The board of directors of Mirriad Advertising plc (AIM:MIRI)  (the "Board") has decided to conduct a formal review of the various strategic options available to the Company to maximise value for shareholders and other stakeholders (the "Strategic Review"). The Board and the management believe that, following the Company's progress and improved position in the US market and the development of its platform capabilities including programmatic readiness, the Company is significantly undervalued and that there is meaningful upside potential to the current share price. While all options are under consideration, including raising additional equity and a sale process, there can be no assurance that the Strategic Review will result in any transaction, nor as to the terms of any transaction.

The Strategic Review should include an exploration of a wide range of options including, but not limited to, the merits of Mirriad remaining a standalone publicly listed company. It must be emphasised that this is just one of multiple alternatives being evaluated. The Board has decided that the sale process element of the Strategic Review should be undertaken under the mechanism referred to in the City Code on Takeovers and Mergers (the "Takeover Code") as a "Formal Sale Process".

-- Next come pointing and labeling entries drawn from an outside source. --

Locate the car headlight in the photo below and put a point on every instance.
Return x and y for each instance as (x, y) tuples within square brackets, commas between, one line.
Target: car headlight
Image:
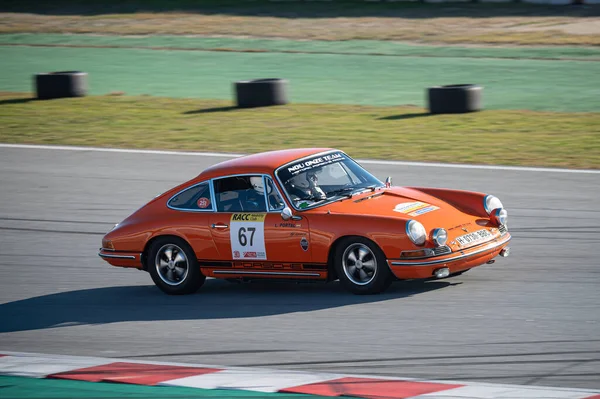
[(490, 203), (439, 236), (499, 216), (416, 232)]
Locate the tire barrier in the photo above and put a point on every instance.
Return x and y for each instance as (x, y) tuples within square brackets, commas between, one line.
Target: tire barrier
[(455, 99), (60, 84), (261, 92)]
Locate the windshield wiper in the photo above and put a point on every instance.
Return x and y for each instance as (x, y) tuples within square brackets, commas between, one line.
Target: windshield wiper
[(345, 192)]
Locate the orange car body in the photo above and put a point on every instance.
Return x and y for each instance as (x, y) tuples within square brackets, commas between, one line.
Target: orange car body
[(302, 247)]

There can be no certainty that an offer will be made for the Company nor as to the terms on which any offer may be made. Mirriad announces the appointment of Baden Hill, a trading name of Northland Capital Partners Ltd. ("Baden Hill") as Joint Broker to the Company alongside Nominated Adviser, Joint Financial Adviser and Joint Broker, Panmure Gordon (UK) Limited ("Panmure Gordon"), with immediate effect. The Company has appointed IEG (Deutschland) GmbH ("IEG") as Joint Financial Advisor.

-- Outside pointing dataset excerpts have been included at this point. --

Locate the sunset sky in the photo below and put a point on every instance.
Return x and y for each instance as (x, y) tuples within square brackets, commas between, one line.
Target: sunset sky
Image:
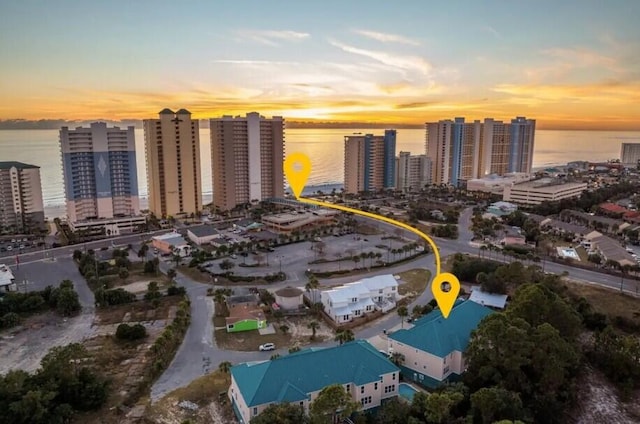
[(568, 64)]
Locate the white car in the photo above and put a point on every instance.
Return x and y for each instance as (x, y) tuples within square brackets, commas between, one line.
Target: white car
[(267, 346)]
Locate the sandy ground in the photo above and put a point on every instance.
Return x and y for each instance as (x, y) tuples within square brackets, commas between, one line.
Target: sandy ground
[(599, 403), (24, 347)]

Parties interested in submitting an expression of interest should contact IEG using the contact details below. It is currently expected that any party interested in submitting any form of proposal for consideration in connection with the Strategic Review (including within the formal sale process) will, at the appropriate time, enter into a non-disclosure agreement and standstill arrangement with the Company on terms satisfactory to the Board and on the same terms, in all material respects, as other interested parties before being permitted to participate in the process. The Company then intends to provide such interested parties with certain information on its business, following which interested parties shall be invited to submit their proposals.

The Company will update the market in due course regarding timings for the formal sale process.